In the geological and field analysis of an oil field, the principal goal is to evaluate the effectiveness of the development system by analysing its technological indicators. Improvements in technological indicators can be achieved by making changes to the current development system or by improving it while regulating field operations. But to a greater extent, the technological development indicators depend on the geological and physical characteristics of the oil reservoir. The determining factors are the type, size, and shape of the oil deposit, the heterogeneity of the structure of the productive object, the oil reserves in it, and the relative mobility of the oil.

As a first step, databases of geological and field characteristics of the development object must be built, replenished, or acquired. In addition, it is necessary to have a package of processing programs that correspond to the formats of the available databases.

Geological and field analyses determine the type and size of the deposit and its structural and tectonic characteristics (erosion, tectonic disturbances, unconformity surfaces, etc.). Data from drilling new wells and the positions of current water oil contact (WOC) and gas oil contact (GOC) marks of developed deposits can be used to specify the initial position of COC and GOC.

In order to determine the reservoir's lithological variability, reservoir distribution maps may construct, which should contain the following basic information: reservoir presence zones, reservoir absence zones, zones of distribution of various reservoir lithotypes and zones of reservoir confluence with overlying and underlying productive layers.

The directed geological models should be built based on databases, using the appropriate software. These models are used to represent both a three-dimensional image of a productive reservoir as well as various planar images (geological profiles, horizontal sections, mapping schemes, etc.).

It is mandatory that all geological maps, profiles, and any image of a productive reservoir contain information on the development of the reservoir.

The main lithological and physical characteristics of the development object need to be specified according to the core data, well logging, and hydrodynamic studies. Depending on the purpose, these studies can either be standard or special. The difference between them is determined only by the set of studied properties of reservoir rocks and the tasks that need to be solved for a particular development object.

Specification of heterogeneity of productive layers is mainly related to the detailed reservoirs of the development object. Along with the standard methods of the manual version, automated methods of well-section correlation can be used. However, correlation itself should always be preferred in the traditional geological plan, since the geologist uses much more information and his own experience in this operation than the automatic correlation algorithm. Correlation methods that combine traditional and automated methods give the best and fastest results in these studies.

Summary-statistical sections, which can be used to characterize development object heterogeneity, take into account only reservoir presence or absence in vertical sections. This widely used method should be supplemented with data on the quantitative values of the main lithological and physical parameters of the development object (porosity, permeability, oil saturation, etc.), which increases the information content of such summary statistical sections.

A geological and field analysis provides information about the heterogeneity of the development object by specifying average values and variations of parameters, net-to-gross ratios, compartmentalization, and constructing maps of these parameters for selected reservoir objects (packs, layers, etc.). It is not difficult to perform these operations with the appropriate databases.
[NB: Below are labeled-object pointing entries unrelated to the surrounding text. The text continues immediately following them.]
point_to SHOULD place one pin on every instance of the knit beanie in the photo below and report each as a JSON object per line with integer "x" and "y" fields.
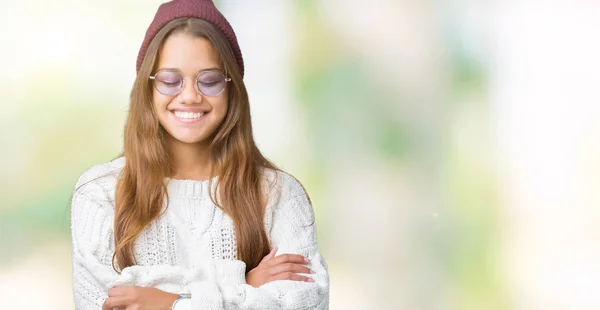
{"x": 202, "y": 9}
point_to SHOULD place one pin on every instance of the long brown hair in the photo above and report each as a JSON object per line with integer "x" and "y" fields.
{"x": 141, "y": 188}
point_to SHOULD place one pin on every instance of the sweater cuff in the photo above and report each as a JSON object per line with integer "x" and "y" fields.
{"x": 206, "y": 295}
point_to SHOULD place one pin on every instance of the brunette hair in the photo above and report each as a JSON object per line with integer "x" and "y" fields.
{"x": 141, "y": 188}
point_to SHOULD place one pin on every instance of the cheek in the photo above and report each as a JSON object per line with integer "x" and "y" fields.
{"x": 160, "y": 101}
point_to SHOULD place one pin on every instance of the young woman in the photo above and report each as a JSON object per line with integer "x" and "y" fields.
{"x": 192, "y": 216}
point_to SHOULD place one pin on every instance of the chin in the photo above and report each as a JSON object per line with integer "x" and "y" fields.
{"x": 190, "y": 140}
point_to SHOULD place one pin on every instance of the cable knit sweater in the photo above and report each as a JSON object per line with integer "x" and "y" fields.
{"x": 191, "y": 247}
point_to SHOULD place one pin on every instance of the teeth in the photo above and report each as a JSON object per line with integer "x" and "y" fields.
{"x": 188, "y": 115}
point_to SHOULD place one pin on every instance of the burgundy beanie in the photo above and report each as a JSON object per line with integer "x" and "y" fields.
{"x": 202, "y": 9}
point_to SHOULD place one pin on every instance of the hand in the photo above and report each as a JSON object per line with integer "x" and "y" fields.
{"x": 138, "y": 298}
{"x": 282, "y": 267}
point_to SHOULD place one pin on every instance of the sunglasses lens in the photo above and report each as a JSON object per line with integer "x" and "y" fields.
{"x": 168, "y": 83}
{"x": 211, "y": 83}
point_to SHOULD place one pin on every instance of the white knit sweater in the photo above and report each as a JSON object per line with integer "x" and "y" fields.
{"x": 191, "y": 247}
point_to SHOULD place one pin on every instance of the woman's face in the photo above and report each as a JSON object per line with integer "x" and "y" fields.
{"x": 190, "y": 116}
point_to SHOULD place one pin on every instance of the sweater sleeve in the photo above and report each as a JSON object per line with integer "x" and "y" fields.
{"x": 92, "y": 240}
{"x": 293, "y": 231}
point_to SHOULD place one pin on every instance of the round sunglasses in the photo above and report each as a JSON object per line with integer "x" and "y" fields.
{"x": 170, "y": 82}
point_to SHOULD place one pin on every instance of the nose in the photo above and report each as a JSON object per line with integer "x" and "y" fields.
{"x": 189, "y": 94}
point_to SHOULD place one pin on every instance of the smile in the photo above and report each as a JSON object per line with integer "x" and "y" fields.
{"x": 188, "y": 117}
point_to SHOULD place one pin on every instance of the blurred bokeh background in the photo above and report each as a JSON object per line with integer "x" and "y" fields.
{"x": 451, "y": 148}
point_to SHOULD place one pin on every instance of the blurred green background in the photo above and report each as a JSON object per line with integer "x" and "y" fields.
{"x": 451, "y": 148}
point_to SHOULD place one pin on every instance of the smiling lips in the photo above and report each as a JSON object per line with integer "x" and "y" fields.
{"x": 188, "y": 117}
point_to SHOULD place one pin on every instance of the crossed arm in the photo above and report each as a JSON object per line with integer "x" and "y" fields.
{"x": 284, "y": 281}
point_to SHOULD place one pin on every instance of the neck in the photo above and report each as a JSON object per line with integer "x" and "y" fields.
{"x": 191, "y": 161}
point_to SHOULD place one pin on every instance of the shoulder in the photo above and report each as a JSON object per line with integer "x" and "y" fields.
{"x": 287, "y": 194}
{"x": 282, "y": 185}
{"x": 100, "y": 179}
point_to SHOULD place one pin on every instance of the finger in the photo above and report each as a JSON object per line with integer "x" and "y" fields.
{"x": 115, "y": 302}
{"x": 289, "y": 267}
{"x": 270, "y": 255}
{"x": 289, "y": 258}
{"x": 291, "y": 276}
{"x": 117, "y": 291}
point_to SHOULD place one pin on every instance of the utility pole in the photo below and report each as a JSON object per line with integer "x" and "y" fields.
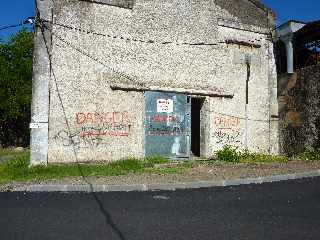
{"x": 40, "y": 85}
{"x": 248, "y": 64}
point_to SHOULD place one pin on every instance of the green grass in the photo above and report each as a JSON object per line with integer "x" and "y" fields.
{"x": 18, "y": 169}
{"x": 232, "y": 155}
{"x": 309, "y": 155}
{"x": 6, "y": 153}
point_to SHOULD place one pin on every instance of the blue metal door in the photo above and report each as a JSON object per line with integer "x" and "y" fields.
{"x": 167, "y": 124}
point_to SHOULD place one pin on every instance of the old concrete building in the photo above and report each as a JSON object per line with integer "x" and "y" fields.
{"x": 298, "y": 64}
{"x": 134, "y": 78}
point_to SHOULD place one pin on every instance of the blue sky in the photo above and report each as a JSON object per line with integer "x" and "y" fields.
{"x": 15, "y": 11}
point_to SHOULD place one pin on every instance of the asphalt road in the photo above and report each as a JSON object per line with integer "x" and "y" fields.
{"x": 285, "y": 210}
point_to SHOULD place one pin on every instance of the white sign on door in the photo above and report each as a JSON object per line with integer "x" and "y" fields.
{"x": 164, "y": 105}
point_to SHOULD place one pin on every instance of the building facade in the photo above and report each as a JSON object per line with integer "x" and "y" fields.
{"x": 122, "y": 78}
{"x": 298, "y": 65}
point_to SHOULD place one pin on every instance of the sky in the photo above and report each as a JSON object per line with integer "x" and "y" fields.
{"x": 15, "y": 11}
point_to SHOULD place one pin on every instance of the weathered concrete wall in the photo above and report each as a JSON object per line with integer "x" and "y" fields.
{"x": 300, "y": 110}
{"x": 169, "y": 45}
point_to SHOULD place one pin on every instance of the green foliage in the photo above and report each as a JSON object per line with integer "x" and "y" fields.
{"x": 157, "y": 159}
{"x": 228, "y": 154}
{"x": 309, "y": 155}
{"x": 247, "y": 157}
{"x": 18, "y": 169}
{"x": 16, "y": 88}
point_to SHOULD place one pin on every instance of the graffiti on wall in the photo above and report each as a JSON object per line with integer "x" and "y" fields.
{"x": 95, "y": 129}
{"x": 226, "y": 129}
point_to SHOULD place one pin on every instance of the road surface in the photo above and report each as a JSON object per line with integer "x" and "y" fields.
{"x": 285, "y": 210}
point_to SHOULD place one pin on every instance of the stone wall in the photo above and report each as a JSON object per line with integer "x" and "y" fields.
{"x": 300, "y": 110}
{"x": 163, "y": 45}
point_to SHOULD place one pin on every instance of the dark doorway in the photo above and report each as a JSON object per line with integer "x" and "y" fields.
{"x": 196, "y": 105}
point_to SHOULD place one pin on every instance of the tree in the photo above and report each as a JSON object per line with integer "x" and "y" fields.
{"x": 16, "y": 89}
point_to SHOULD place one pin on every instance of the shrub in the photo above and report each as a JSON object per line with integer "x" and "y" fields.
{"x": 228, "y": 154}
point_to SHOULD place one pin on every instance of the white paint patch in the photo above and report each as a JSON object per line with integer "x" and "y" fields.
{"x": 160, "y": 197}
{"x": 38, "y": 125}
{"x": 164, "y": 105}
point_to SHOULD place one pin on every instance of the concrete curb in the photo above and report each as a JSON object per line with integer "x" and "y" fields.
{"x": 157, "y": 187}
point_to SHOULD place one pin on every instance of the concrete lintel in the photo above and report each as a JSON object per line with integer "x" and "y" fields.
{"x": 210, "y": 93}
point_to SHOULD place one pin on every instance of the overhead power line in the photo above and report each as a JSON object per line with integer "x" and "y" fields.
{"x": 29, "y": 20}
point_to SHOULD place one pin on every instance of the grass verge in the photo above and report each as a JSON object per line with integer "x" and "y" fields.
{"x": 309, "y": 155}
{"x": 18, "y": 170}
{"x": 231, "y": 154}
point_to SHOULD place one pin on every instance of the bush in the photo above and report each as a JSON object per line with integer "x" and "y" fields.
{"x": 228, "y": 154}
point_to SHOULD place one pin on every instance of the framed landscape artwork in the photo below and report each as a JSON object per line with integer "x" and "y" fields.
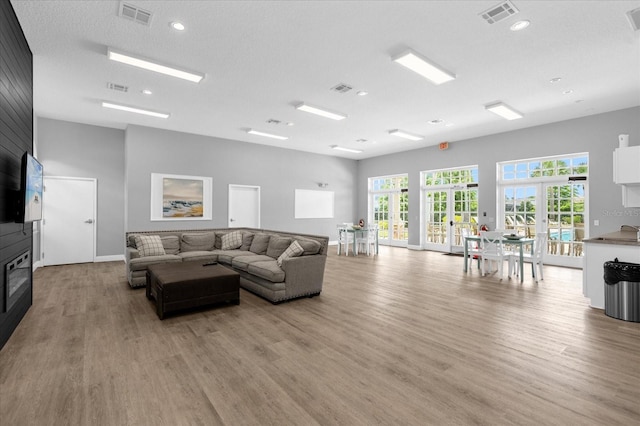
{"x": 178, "y": 197}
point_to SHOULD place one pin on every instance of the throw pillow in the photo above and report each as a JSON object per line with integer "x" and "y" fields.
{"x": 149, "y": 245}
{"x": 294, "y": 250}
{"x": 260, "y": 243}
{"x": 277, "y": 246}
{"x": 197, "y": 241}
{"x": 232, "y": 240}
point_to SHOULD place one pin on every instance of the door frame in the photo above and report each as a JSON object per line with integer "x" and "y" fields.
{"x": 232, "y": 185}
{"x": 95, "y": 214}
{"x": 450, "y": 189}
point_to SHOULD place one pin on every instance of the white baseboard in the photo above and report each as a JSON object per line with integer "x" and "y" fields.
{"x": 112, "y": 258}
{"x": 36, "y": 265}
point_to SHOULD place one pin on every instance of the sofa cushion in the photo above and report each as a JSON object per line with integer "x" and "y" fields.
{"x": 231, "y": 241}
{"x": 308, "y": 245}
{"x": 199, "y": 256}
{"x": 141, "y": 263}
{"x": 294, "y": 250}
{"x": 260, "y": 243}
{"x": 277, "y": 246}
{"x": 226, "y": 256}
{"x": 242, "y": 262}
{"x": 247, "y": 239}
{"x": 171, "y": 244}
{"x": 197, "y": 241}
{"x": 267, "y": 269}
{"x": 149, "y": 245}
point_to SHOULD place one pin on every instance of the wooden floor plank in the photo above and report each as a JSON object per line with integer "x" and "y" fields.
{"x": 405, "y": 337}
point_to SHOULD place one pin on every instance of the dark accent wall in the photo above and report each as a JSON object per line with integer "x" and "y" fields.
{"x": 16, "y": 137}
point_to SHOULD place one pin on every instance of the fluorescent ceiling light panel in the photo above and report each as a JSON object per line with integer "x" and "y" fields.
{"x": 421, "y": 65}
{"x": 339, "y": 148}
{"x": 504, "y": 111}
{"x": 321, "y": 111}
{"x": 136, "y": 61}
{"x": 406, "y": 135}
{"x": 266, "y": 135}
{"x": 135, "y": 109}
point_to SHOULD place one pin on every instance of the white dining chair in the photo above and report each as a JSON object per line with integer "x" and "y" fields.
{"x": 473, "y": 249}
{"x": 536, "y": 259}
{"x": 345, "y": 239}
{"x": 367, "y": 239}
{"x": 492, "y": 250}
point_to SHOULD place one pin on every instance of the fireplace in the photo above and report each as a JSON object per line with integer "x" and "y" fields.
{"x": 17, "y": 278}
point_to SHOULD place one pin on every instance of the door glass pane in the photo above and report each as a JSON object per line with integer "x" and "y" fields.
{"x": 520, "y": 210}
{"x": 436, "y": 216}
{"x": 381, "y": 214}
{"x": 565, "y": 217}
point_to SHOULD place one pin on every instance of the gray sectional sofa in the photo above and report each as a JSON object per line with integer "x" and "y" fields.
{"x": 259, "y": 259}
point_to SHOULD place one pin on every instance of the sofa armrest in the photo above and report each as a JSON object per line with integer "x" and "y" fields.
{"x": 304, "y": 275}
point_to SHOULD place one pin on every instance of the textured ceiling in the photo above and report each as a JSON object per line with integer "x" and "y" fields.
{"x": 263, "y": 57}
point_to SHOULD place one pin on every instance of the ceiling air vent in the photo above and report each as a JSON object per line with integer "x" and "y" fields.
{"x": 341, "y": 88}
{"x": 634, "y": 18}
{"x": 134, "y": 13}
{"x": 499, "y": 12}
{"x": 118, "y": 87}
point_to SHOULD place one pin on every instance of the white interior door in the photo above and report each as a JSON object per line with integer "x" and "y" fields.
{"x": 69, "y": 220}
{"x": 244, "y": 206}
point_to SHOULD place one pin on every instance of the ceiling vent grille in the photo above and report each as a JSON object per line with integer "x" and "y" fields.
{"x": 634, "y": 18}
{"x": 499, "y": 12}
{"x": 341, "y": 88}
{"x": 134, "y": 13}
{"x": 118, "y": 87}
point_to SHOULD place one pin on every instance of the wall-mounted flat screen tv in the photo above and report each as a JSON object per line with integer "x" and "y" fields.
{"x": 31, "y": 187}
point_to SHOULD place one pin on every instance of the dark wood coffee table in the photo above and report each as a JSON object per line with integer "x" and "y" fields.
{"x": 178, "y": 286}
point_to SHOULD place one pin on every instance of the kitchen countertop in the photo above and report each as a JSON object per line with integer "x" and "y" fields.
{"x": 628, "y": 238}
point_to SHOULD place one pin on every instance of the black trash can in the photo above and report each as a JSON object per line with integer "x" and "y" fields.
{"x": 622, "y": 290}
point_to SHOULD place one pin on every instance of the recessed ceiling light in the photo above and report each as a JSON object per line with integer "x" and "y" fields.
{"x": 340, "y": 148}
{"x": 135, "y": 109}
{"x": 406, "y": 135}
{"x": 520, "y": 25}
{"x": 423, "y": 66}
{"x": 321, "y": 111}
{"x": 136, "y": 61}
{"x": 503, "y": 111}
{"x": 266, "y": 135}
{"x": 178, "y": 26}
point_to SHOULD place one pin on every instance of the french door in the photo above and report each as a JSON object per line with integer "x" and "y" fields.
{"x": 447, "y": 211}
{"x": 391, "y": 214}
{"x": 389, "y": 208}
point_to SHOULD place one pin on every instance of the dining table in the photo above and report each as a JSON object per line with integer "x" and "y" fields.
{"x": 520, "y": 243}
{"x": 358, "y": 232}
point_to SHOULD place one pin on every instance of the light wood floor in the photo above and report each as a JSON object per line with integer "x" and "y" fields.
{"x": 403, "y": 338}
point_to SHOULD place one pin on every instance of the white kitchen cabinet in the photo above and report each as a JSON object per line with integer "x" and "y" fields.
{"x": 626, "y": 165}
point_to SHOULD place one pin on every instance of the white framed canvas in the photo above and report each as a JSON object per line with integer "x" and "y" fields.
{"x": 179, "y": 197}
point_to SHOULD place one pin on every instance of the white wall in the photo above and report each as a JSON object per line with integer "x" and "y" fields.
{"x": 597, "y": 135}
{"x": 279, "y": 172}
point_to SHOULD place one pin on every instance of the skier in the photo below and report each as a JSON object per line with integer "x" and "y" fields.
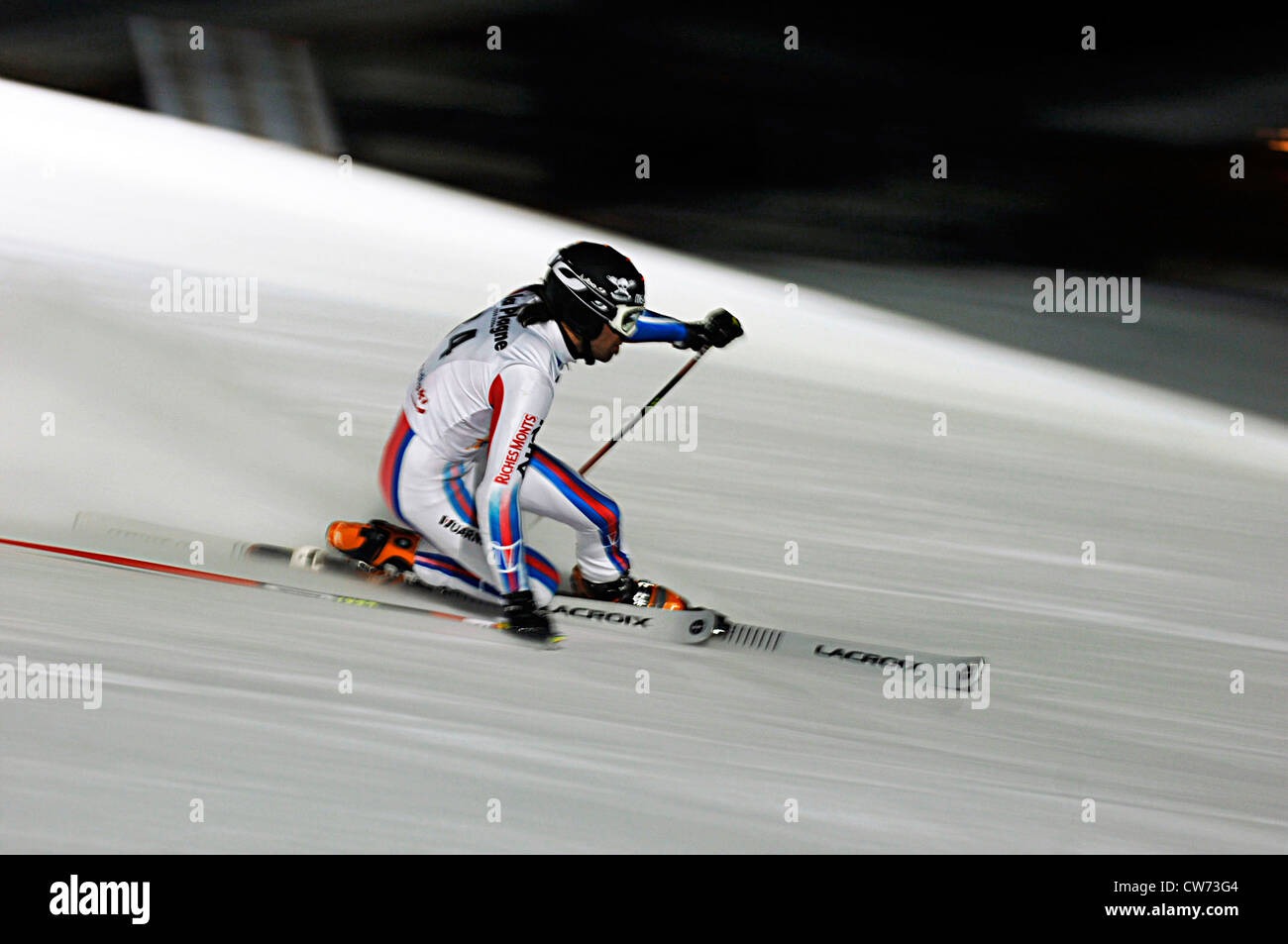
{"x": 464, "y": 446}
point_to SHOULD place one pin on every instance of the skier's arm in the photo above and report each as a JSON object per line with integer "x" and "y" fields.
{"x": 520, "y": 398}
{"x": 713, "y": 331}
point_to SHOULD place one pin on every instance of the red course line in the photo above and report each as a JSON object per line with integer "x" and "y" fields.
{"x": 133, "y": 562}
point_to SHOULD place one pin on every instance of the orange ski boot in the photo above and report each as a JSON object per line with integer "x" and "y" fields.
{"x": 626, "y": 588}
{"x": 376, "y": 544}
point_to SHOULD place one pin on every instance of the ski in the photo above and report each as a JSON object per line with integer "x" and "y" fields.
{"x": 318, "y": 569}
{"x": 172, "y": 571}
{"x": 957, "y": 673}
{"x": 688, "y": 626}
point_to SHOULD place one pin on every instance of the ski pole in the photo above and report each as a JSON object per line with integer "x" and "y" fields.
{"x": 639, "y": 416}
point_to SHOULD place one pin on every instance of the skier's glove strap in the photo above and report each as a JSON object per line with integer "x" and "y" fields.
{"x": 713, "y": 331}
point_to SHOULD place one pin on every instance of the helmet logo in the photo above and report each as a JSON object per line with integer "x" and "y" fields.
{"x": 622, "y": 292}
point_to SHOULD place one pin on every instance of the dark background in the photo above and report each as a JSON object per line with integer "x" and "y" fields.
{"x": 1115, "y": 159}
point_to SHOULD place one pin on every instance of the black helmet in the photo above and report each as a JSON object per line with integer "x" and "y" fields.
{"x": 590, "y": 284}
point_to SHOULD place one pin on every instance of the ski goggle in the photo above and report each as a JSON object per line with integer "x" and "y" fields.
{"x": 625, "y": 320}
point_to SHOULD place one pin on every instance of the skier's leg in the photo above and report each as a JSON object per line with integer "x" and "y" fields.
{"x": 437, "y": 498}
{"x": 554, "y": 489}
{"x": 603, "y": 567}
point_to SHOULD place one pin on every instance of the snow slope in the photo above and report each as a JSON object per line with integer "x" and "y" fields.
{"x": 1111, "y": 682}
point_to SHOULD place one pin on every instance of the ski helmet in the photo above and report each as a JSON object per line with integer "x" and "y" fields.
{"x": 590, "y": 284}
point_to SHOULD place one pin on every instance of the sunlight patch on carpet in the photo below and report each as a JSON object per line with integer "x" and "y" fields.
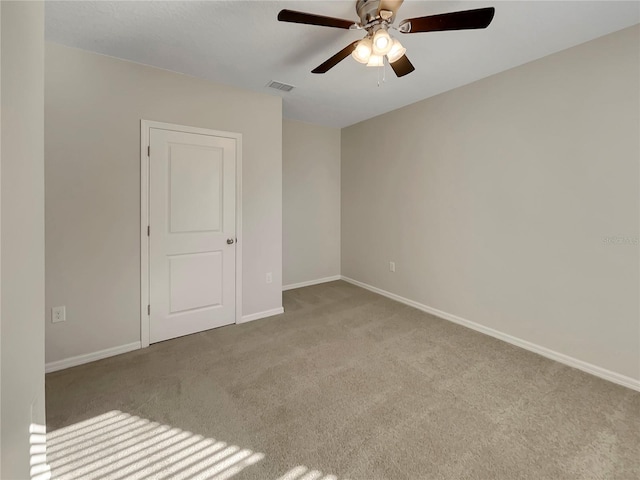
{"x": 119, "y": 446}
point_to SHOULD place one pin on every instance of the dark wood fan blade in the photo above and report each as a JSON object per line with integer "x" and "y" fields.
{"x": 402, "y": 66}
{"x": 292, "y": 16}
{"x": 336, "y": 59}
{"x": 465, "y": 20}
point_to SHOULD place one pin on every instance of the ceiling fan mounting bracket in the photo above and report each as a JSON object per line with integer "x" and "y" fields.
{"x": 367, "y": 10}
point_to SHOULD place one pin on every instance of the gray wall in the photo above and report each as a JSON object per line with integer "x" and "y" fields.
{"x": 311, "y": 202}
{"x": 93, "y": 109}
{"x": 498, "y": 201}
{"x": 22, "y": 231}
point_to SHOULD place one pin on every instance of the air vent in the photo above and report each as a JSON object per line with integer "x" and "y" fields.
{"x": 280, "y": 86}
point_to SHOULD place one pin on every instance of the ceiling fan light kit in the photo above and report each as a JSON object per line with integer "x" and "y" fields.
{"x": 376, "y": 18}
{"x": 363, "y": 50}
{"x": 381, "y": 42}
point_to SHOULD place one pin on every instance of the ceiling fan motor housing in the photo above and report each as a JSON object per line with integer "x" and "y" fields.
{"x": 367, "y": 10}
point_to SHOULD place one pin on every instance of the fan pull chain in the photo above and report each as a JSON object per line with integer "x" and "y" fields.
{"x": 383, "y": 67}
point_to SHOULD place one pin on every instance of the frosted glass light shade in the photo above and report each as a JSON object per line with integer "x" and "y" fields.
{"x": 362, "y": 52}
{"x": 375, "y": 61}
{"x": 396, "y": 52}
{"x": 381, "y": 42}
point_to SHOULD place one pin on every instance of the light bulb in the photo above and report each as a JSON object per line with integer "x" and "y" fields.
{"x": 396, "y": 52}
{"x": 381, "y": 42}
{"x": 362, "y": 52}
{"x": 375, "y": 61}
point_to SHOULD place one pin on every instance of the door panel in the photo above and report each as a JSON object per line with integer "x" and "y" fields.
{"x": 192, "y": 180}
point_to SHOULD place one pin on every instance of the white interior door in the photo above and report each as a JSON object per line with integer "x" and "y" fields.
{"x": 192, "y": 223}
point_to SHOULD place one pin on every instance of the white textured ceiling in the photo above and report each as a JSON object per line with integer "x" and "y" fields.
{"x": 241, "y": 43}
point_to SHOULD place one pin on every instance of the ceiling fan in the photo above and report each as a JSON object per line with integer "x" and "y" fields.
{"x": 376, "y": 18}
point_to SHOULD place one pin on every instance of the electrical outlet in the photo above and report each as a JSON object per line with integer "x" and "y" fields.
{"x": 58, "y": 314}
The physicochemical properties and composition of formation fluids should be specified with particular care. A sufficient number of analyses is required to examine the distribution of properties over the area and section of the development object. It is important to compare new data with initial estimates since oil properties (such as density and conversion factor) can vary depending on how long the object has been under development.

The purpose of laboratory studies of the core and the properties of formation liquids and gases over sections and areas of oil deposits is to clarify the variability of geological and physical characteristics.

The development of a field (or hydrocarbon deposit) is a continuous process involving geophysical and field analysis, the intermediate results of which are summarized when any development project document is prepared (a development flow chart, a development project, or additional development. It is, therefore, necessary and desirable to present materials uniformly for the analysis of the development of oil and gas-oil fields so that it is possible to objectively compare the efficiency at which oil reserves are extracted from various deposits and fields.

During geological and field analyses of the development process, the most important task is determining whether design solutions are adequate for specific geological and mining conditions of deposits and fields and whether they have been implemented completely. To accomplish this two-pronged task, in essence, the following tasks should be performed:

• assessment of the energy state of the deposits;
• the dynamics of changes in the water cut of the products produced;
• assessment of the nature and extent of the development of oil reserves;
• evaluation of the effectiveness of methods to improve well productivity and increase oil recovery.

Providing complete information about the development process is vital to the quality of work on the analysis of it because the frequency and volume of the field studies of wells and formations are determined by the current instructions and guidance documents. In order to control the development of productive formations, it is essential to implement research programs to the fullest extent possible.